The second label that critics have attached to The Famished Road is postmodern. In particular, John C. Hawley argues that Okri's works are postmodern because they mix genres, cross cultural boundaries, and intertextually parody both African and European traditions. Olatubosun Ogunsanwo also argues that The Famished Road is postmodern because of its postmodern sense of intertextual parody. Both critics further emphasize that Okri's postmodern sensibilities derive from African as well as European sources. Ogunsanwo explains how The Famished Road is a parody of African myths and literature, and Hawley shows how its organizing principle derives from the widespread Nigerian belief in abiku spirit-children. These critics demonstrate that Okri does not present us with an either/or situation: his narrative strategies are not either imitations of postmodern magical realism or sequels to Tutuola's The Palm-Wine Drinkard.
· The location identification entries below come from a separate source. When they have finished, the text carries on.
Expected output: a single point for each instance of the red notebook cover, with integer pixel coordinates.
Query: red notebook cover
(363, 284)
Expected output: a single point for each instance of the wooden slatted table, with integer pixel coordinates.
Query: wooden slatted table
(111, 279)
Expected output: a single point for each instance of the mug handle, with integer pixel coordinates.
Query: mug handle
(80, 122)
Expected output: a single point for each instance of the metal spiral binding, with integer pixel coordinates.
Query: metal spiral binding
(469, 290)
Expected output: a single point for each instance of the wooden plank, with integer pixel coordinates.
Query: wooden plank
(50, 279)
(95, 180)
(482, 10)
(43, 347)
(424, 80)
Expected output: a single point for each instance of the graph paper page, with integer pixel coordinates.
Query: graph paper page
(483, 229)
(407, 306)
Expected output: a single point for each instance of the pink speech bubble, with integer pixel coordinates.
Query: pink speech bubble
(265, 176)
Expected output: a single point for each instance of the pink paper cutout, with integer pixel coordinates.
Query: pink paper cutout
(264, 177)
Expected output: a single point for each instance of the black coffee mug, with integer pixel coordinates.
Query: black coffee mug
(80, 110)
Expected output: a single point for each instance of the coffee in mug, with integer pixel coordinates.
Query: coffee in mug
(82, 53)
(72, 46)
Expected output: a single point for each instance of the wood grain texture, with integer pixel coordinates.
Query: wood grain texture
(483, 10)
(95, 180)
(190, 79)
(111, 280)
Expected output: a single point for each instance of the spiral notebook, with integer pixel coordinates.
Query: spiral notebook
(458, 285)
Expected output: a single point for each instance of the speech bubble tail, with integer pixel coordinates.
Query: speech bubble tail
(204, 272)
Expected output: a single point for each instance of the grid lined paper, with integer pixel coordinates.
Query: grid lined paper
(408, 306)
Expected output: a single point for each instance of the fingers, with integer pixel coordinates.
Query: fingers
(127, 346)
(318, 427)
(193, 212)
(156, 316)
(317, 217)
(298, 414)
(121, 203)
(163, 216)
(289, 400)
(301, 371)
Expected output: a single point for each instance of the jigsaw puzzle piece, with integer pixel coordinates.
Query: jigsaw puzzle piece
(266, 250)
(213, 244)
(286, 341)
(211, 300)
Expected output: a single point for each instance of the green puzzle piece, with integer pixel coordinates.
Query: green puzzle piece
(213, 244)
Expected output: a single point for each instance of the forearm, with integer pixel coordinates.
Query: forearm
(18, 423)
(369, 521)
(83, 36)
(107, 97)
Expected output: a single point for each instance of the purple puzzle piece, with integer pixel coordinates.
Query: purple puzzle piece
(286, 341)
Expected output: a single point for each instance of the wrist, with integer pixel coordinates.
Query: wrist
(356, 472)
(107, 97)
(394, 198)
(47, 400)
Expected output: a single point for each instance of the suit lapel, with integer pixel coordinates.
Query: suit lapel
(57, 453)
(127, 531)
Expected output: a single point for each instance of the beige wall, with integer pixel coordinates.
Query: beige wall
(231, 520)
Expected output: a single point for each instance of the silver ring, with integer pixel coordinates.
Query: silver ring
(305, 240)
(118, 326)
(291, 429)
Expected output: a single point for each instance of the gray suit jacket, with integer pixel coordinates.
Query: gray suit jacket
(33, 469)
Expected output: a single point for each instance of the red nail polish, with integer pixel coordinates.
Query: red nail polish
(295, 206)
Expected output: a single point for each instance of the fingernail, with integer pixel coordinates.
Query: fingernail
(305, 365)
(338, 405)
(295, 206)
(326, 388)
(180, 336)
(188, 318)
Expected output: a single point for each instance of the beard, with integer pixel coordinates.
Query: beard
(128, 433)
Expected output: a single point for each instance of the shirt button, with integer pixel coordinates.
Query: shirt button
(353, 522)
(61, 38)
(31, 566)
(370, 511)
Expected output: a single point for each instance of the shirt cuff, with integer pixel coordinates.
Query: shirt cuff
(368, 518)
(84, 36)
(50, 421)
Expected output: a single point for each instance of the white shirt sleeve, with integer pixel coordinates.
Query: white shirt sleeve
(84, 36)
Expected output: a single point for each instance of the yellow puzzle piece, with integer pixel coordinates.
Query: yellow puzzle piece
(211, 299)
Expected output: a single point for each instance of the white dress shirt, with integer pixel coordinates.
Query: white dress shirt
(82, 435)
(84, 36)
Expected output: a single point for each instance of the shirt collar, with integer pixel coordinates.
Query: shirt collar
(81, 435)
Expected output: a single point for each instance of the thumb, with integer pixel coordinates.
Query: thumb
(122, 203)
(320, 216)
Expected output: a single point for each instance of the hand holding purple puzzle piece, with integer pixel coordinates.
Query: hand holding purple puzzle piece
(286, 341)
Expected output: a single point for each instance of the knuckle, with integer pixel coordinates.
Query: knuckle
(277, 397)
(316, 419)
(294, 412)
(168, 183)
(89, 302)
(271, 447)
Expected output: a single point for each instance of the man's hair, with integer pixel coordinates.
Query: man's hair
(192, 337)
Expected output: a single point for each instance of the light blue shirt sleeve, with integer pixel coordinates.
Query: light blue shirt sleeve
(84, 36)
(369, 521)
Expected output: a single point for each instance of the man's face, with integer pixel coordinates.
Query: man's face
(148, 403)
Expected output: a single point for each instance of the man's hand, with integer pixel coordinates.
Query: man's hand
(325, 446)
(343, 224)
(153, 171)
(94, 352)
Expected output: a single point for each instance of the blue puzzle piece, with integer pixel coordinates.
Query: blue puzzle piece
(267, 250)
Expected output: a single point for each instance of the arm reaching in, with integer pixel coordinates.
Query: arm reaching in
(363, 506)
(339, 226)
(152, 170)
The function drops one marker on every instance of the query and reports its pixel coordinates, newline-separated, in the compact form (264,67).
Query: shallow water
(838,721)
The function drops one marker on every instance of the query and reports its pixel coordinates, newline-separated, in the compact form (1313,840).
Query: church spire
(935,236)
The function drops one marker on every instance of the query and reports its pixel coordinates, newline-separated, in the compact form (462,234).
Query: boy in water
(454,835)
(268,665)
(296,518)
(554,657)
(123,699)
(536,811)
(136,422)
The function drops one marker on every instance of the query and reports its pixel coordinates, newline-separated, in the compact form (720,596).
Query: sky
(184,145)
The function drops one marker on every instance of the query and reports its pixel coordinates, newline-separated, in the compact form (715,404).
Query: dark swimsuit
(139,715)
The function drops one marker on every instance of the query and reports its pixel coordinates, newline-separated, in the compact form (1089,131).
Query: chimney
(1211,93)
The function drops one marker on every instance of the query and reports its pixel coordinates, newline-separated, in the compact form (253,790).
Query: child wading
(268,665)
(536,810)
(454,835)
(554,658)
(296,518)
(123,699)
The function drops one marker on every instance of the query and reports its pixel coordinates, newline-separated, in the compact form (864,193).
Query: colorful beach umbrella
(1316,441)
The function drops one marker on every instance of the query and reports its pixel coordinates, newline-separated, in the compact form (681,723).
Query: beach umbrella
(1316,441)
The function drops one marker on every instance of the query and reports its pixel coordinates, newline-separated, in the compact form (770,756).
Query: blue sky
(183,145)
Rather, they bring both traditions together into a creative dialogue that reworks the one as much as the other. Consequently, if future critics want to read The Famished Road as a postmodern work, they need to be much clearer about how its use of African narrative strategies and its exploration of African political issues develop a unique sense of postmodernism. Critics who are interested in looking at the postmodern condition from this genuinely cross-cultural postcolonial perspective will need to return to The Famished Road repeatedly to unravel its many-layered mysteries. The key to understanding both Okri's use of magical realism and his use of postmodernism, therefore, is to read his works in the context of the Nigerian oral and literary traditions from which they develop.